Siena, 21 febbraio 2015 – Tutto è in ordine alla scuderia di Gingillo. Non potrebbe essere altrimenti vista la proverbiale precisione del fantino. «C’è ancora da lavorare molto, però il grosso è fatto», dice introducendoci all’interno del capannone dove sono stati realizzati i box. Tutti occupati dai mezzosangue e dai puri che gli serviranno per i palii di Legnano, Asti e Piancastagnaio. C’è Remo secondo, ch entra nei 5 anni, poi Rania (stessa età). Entrambi verranno iscritti all’Albo. Poi nomi conosciuti come Quindigiu, 6 anni, già conosciuto e apprezzato, con vittorie a Monteroni e a Fucecchio. In scuderia anche Qua ti voglio, Powell e Pole position.
E poi c’è Carlo Sanna, detto Brigante, che ha debuttato ad agosto nel Valdimontone.

Sarai a cavallo anche a luglio? Gingillo pensa di sì.

«Speriamo»

Se il ‘capo’ della scuderia dice così vuol dire che un po’ di movimento c’è stato?
«Sì, sì, c’è..»
Potreste trovarvi in due Contrade rivali?
«(Ride, ndr) Se ci fosse l’occasione...».
Gingillo gli fa eco: «Finché sei qui, magari...»
Torniamo a Sanna: ti vorresti mettere in proprio?
«Per ora sto bene qui».
Sei il fantino di Contrada, magari occulto?
«No, no!»
Con il Montone è rimasto un buon rapporto?
«Sì»
Si parla anche del Bruco?
«Buon rapporto come con altri»
Ingaggi in altri paliotti?
«Legnano e Bientina dove porterò qualche cavallo di scuderia».
Quando sei tornato dalla Sardegna.
«Sono rimasto un mese. Adesso abito all’Acquacalda, la famiglia con i tre bambini mi hanno seguito. Del resto avevo promesso che se fossi riuscito a montare il Palio mi sarei trasferito».
Hai fatto qualche mea culpa questo inverno per la caduta dell’Assunta?
«E’ stata una combinazione quella scivolata. Non faccio colpe nè a me, nè al cavallo. Doveva andare così».
Questo inverno su cosa hai lavorato di più per migliorare.
«Sulla tecnica, un po’ su tutto. C’è sempre da imparare»
E sul lavoro a terra?
«Sto iniziando a capirci qualcosa di più».
I tuoi figli cosa dicono?
«Sono contenti, si trovano bene a Siena. Si sono ambientati subito. Alla fine è un po’ come in Sardegna, anche nel rapporto con le persone. Se le cose andassero bene ci vorrei restare»
Cosa ti ha insegnato Gingillo?
«Ad usare la testa. La serietà, la freddezza».

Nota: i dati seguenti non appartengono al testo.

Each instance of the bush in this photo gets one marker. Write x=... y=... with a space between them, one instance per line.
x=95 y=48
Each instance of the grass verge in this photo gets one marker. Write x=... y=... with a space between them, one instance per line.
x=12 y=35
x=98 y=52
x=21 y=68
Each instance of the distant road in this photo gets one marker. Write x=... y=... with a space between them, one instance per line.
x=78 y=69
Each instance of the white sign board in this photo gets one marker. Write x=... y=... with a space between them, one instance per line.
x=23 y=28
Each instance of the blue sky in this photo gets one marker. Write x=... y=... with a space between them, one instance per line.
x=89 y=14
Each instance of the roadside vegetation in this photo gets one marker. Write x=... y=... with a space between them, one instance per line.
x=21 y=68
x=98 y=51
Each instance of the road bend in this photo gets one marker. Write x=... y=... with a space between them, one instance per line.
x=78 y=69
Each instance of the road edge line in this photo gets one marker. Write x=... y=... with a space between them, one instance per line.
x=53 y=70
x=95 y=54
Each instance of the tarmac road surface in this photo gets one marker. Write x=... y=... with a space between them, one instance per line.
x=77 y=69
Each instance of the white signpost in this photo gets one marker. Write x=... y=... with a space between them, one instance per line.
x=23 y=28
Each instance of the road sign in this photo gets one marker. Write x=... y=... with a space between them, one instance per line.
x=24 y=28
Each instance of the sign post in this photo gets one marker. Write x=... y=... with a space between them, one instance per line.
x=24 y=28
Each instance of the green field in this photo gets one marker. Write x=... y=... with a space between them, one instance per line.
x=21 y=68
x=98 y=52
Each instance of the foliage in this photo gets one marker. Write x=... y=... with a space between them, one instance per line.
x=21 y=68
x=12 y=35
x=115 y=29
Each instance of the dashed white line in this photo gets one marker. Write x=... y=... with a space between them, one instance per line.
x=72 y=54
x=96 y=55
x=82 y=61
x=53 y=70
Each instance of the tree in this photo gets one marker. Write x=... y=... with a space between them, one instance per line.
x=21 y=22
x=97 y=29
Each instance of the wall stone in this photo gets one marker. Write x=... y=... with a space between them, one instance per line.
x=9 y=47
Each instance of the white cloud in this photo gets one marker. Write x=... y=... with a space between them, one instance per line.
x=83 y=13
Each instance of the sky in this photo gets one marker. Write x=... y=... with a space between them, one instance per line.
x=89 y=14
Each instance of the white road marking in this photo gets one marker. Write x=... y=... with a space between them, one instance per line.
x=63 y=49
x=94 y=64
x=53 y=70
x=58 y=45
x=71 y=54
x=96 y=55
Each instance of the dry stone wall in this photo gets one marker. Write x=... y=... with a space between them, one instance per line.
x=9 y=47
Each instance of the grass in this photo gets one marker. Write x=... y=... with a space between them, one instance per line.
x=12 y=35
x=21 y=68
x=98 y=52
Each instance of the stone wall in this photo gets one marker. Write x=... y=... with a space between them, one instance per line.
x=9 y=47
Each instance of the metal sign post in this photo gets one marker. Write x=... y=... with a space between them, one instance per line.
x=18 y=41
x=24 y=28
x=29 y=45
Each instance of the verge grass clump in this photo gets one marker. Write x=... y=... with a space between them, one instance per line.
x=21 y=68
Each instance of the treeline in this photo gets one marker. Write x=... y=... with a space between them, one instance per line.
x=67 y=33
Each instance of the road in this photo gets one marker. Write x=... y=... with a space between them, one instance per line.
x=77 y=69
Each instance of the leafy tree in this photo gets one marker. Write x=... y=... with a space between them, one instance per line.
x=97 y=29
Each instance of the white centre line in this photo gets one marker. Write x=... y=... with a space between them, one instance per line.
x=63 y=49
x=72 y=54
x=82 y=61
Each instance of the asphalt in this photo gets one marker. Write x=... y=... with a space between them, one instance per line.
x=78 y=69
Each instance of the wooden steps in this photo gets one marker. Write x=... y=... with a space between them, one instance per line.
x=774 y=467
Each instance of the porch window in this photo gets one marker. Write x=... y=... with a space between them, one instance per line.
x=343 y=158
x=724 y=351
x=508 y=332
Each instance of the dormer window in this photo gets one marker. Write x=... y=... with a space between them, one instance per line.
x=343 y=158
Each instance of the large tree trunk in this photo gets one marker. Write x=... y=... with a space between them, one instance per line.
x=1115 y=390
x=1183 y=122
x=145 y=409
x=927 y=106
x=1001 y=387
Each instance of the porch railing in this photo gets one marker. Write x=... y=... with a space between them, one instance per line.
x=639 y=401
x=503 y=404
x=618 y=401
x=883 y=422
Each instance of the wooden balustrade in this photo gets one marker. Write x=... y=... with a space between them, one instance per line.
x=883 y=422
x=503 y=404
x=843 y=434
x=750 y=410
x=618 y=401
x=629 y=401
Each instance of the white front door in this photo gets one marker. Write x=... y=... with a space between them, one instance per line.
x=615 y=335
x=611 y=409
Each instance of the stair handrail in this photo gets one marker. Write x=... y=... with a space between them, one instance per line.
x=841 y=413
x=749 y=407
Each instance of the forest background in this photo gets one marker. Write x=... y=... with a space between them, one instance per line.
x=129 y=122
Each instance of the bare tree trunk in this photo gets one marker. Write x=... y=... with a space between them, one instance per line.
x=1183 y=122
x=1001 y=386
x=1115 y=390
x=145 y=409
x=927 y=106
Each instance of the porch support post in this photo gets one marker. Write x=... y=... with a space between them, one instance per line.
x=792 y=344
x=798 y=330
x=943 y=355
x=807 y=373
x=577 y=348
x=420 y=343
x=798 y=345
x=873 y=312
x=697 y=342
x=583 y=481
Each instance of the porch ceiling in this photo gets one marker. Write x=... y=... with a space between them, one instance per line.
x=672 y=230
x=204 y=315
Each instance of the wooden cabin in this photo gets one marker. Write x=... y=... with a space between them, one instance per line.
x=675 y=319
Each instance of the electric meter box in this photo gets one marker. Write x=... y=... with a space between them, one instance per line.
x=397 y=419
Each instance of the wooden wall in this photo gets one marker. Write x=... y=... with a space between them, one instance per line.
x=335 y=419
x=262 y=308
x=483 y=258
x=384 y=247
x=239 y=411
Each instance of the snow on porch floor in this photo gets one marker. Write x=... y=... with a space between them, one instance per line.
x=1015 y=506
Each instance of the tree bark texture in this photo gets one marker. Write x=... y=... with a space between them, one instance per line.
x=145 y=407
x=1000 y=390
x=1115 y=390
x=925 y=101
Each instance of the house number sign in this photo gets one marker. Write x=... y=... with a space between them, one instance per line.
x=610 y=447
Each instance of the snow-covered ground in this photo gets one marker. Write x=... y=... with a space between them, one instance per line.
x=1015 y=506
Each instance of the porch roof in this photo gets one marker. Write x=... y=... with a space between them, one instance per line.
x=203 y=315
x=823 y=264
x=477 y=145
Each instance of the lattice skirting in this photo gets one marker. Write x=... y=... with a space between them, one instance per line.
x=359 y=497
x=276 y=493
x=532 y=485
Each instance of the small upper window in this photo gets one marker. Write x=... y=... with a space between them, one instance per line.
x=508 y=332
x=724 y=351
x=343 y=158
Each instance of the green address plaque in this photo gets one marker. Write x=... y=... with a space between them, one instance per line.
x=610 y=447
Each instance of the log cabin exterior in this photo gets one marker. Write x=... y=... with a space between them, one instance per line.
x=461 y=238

Ci saranno occasioni visto che, come anticipato da La Nazione, il calendario dell'addestramento prevede il 2 aprile Mociano, il 7 aprile e il 18 aprile (mattina) corse a Monticiano. Il 28 aprile Mociano, il 5 maggio Mociano, sabato 9 maggio (mattina) Monticiano, idem il 16 maggio (mattina), quindi Mociano il 4 giugno. Il 9 giugno recupero epr i cavalli che non hanno dimostrato il serio impegno durante l'addestramento.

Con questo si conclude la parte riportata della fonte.